DIMACS - Graduate Student Combinatorics Seminar


Title: Arithmetic Progressions Instead of Billiard Paths

Speaker: Humberto Montalvan, Rutgers University

Date: Wednesday, October 27, 2010 12:10pm

Location: Graduate Student Lounge, 7th Floor, Hill Center, Rutgers University, Busch Campus, Piscataway, NJ


Abstract:

Prof. Beck recently discovered a phenomenon that he named super-uniformity of billiard paths. In essence he was able to prove that for an arbitrary measurable subset A of the unit square, most billiard paths of length T approximate the area of A with O(logT) error. This led him to declare that "the set of typical billiard paths represents the family of most uniformly distributed curves in the square."

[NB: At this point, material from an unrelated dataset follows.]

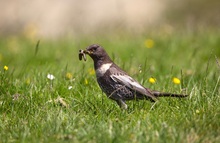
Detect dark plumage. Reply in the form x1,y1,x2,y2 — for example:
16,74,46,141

He then wondered if there were any interesting discrete analogues of this result. In this talk we will consider the following situation. Let N be a fixed large number and S be an arbitrary subset of the discrete interval {1,2,...,N}. Is it true that the density of A is faithfully represented in most full-length arithmetic progressions taken from the set {1,2,...,N}?

More precisely, is #{1 <= n <= N : n = r (mod m) and n is in S} close to #S/m for most choices of m and r? The answer is no, and this is quite obvious and unfortunate. Prof. Beck was nontheless able to prove something! I will present the precise statement of the result, discuss how it is fundamentally different from the billiard paths result, and give a sketch of its proof. If time permits I will also mention some related unanswered questions.